HiGHmed Consortium in Germany established a semantic interoperable electronic health record architecture in a vendor- and technology-neutral format. 

This enabled them to set up systems and tools that add value to decision-making support in day-to-day clinical practice and support research questions. Furthermore, this is also the basis for their data-centric app ecosystem.

Project description

HiGHmed created Medical Data Integration Centers (MeDICs) based on a generic and scalable reference architecture for integrating data from care, research, and external sources, which facilitate the development of new solutions for medical data analytics benefitting clinicians, patients and researchers. HiGHmed is developing a joint cross-institutional reference architecture based on relevant existing standards such as IHE, openEHR and FHIR.

Better Platform, an openEHR based clinical data repository, provides the required capabilities for the management of structured clinical information, and supports integration between individual deployments using IHE XDS profiles. The HiGHmed reference architecture, based on the Better Platform, is scalable and open for adoption by additional partner hospitals and to solution developers to provide innovative applications, e.g. for data integration or analytics.

Client’s challenges

  • The volume of data generated
  • Low data integration for routine processes in a clinical practice
  • An application-centred approach which creates a vast amount of data silos
  • A lack of data availability for research purposes
  • The absence of a clinical data repository which could easily be extended to cover additional research initiatives

Key benefits

  • The availability of structured clinical data in a single CDR
  • An information model governance framework
  • A shared data dictionary
  • The separation of data and applications
  • The implementation of additional applications
  • Archetype Query Language (AQL)
  • Cost-effectiveness


  • A national infrastructure for the cross-institutional use of medical data for research and teaching, with the aim of being able to use the findings in everyday clinical practices for patients.
  • Interoperable data management solutions.
  • The integration of data from research, clinical operations, and external sources.
  • New solutions for the analysis of medical data for the benefit of patients, clinicians, researchers, and society at large.

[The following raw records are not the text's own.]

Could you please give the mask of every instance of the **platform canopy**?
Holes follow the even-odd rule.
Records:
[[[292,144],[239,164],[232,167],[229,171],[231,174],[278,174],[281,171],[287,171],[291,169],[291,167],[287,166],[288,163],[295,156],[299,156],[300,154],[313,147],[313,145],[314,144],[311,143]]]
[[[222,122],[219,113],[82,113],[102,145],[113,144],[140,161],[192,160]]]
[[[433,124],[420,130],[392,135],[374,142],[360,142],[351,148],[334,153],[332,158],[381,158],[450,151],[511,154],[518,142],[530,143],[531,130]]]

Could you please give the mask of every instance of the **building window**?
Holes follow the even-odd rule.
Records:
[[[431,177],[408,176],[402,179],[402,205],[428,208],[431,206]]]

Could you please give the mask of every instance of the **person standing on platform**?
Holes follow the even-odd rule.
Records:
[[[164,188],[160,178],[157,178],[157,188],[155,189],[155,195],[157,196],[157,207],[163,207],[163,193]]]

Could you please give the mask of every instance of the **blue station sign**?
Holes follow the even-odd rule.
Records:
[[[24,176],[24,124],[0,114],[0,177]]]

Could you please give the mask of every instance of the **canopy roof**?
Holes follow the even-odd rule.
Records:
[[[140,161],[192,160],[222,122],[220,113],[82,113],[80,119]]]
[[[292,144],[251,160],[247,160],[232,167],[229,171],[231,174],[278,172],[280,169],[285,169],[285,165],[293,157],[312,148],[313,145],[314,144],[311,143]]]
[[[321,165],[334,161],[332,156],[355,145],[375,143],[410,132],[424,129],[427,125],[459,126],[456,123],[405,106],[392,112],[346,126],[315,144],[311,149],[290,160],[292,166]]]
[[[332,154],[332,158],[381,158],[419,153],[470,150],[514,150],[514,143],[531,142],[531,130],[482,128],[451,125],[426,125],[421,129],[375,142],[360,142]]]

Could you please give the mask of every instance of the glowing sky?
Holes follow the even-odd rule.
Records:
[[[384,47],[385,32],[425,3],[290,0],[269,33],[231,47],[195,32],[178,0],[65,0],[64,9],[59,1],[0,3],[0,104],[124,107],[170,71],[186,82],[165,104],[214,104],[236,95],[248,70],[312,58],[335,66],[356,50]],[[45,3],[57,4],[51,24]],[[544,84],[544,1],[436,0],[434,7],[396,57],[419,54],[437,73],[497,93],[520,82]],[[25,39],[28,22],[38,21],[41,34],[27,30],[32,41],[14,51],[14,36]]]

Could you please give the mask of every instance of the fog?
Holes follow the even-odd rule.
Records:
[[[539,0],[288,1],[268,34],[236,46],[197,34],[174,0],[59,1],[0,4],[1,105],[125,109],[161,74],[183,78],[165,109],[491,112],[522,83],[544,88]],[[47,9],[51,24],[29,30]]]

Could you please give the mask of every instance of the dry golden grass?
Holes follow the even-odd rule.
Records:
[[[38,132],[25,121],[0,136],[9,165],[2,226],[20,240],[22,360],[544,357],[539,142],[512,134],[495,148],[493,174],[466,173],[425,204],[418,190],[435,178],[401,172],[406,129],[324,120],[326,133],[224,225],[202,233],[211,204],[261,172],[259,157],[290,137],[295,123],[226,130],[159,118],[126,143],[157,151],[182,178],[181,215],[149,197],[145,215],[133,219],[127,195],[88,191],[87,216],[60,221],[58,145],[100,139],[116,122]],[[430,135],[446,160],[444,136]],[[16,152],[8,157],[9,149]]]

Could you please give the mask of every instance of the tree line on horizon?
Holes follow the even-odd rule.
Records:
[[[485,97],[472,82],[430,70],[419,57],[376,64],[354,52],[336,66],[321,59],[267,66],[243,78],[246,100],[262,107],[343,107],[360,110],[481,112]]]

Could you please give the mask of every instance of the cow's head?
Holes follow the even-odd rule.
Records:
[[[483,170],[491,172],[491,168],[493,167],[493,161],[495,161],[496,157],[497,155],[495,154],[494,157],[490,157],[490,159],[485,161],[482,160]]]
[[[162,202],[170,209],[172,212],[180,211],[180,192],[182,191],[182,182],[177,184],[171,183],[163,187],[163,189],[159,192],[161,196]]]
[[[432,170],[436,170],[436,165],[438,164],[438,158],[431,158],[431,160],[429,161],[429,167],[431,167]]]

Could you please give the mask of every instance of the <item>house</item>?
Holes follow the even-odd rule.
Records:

COVID-19: HiGHmed Consortium’s Smart Infection Control System

One of the solutions built upon Better Platform is the Smart Infection Control System (SmICS) which was developed independently by HiGHmed during the COVID-19 pandemic. It is able to show contacts between patients, basic epidemiological statistics, and patient timelines. The main goal of the SmICS is to provide relevant, precise, and structured data for the German healthcare system in order to improve COVID-19 patient care. Better Platform will also contribute to the German National COVID-19 Research Network.



By implementing the open-data approach, the Consortium gained several benefits:

  • the availability of structured clinical data in a single CDR: for statistical analysis, machine learning, and the execution of decision-support algorithms,
  • an information model governance framework: this helps to establish a common understanding of the data between the participating hospitals by allowing collaborative work on archetypes (formal representations of clinical information models),
  • a shared data dictionary: allows standardised data models to be incorporated directly within the HiGHmed platform to create new clinical and research application systems, and databases,
  • the separation of data and applications: applications do not use their own database layer, which would then form a typical data silo, but leverage the platform to store any structured patient data instead,
  • the implementation of additional applications: comprehensive and full-blown clinical application systems can be developed on top of the HiGHmed platform and provide standard-compliant and interoperable data “by design” and without costly mappings,
  • archetype Query Language (AQL): a reliable and safe way to query data, deploy algorithms, and develop clinical decision-support systems in a highly-distributed environment,
  • cost-effectiveness: further development of the system can be done according to a given hospital’s resources and priorities.
Future aspects
  • Data-exchange in full operation between the core consortium Hannover-Göttingen-Heidelberg and the partners Münster, Berlin, Würzburg, Cologne, Schleswig-Holstein.
  • The establishment of a structured collection of research results, ongoing filling, and expansion.
  • The use of research results in clinical operations.
  • Evaluation of the results and possible continuity from 2022.
  • Collaborations with new, non-university partners.

Content for the HiGHmed case was partly taken from: openEHR in HiGHmed by Birger Haarbrandt, an article in openEHR – open data platforms in medical informatics, a brochure which was published by HiGHmed in June 2018. 

The Client – HiGHmed consortium

HiGHmed consortium in Germany is funded by the German Federal Ministry of Education and Research (BMBF) and is comprised of 8 university hospitals:

  • The Hannover Medical School (MHH)
  • Heidelberg University Hospital (UKL-HD)
  • The University Medical Center Göttingen (UMG)
  • The University Medical Center Schleswig-Holstein
  • The University Hospital Cologne
  • The University Hospital of Würzburg
  • The Charité – Universitätsmedizin Berlin
  • Münster University Hospital (UKM)

The consortium is complemented by more than 20 partners from academia and industry.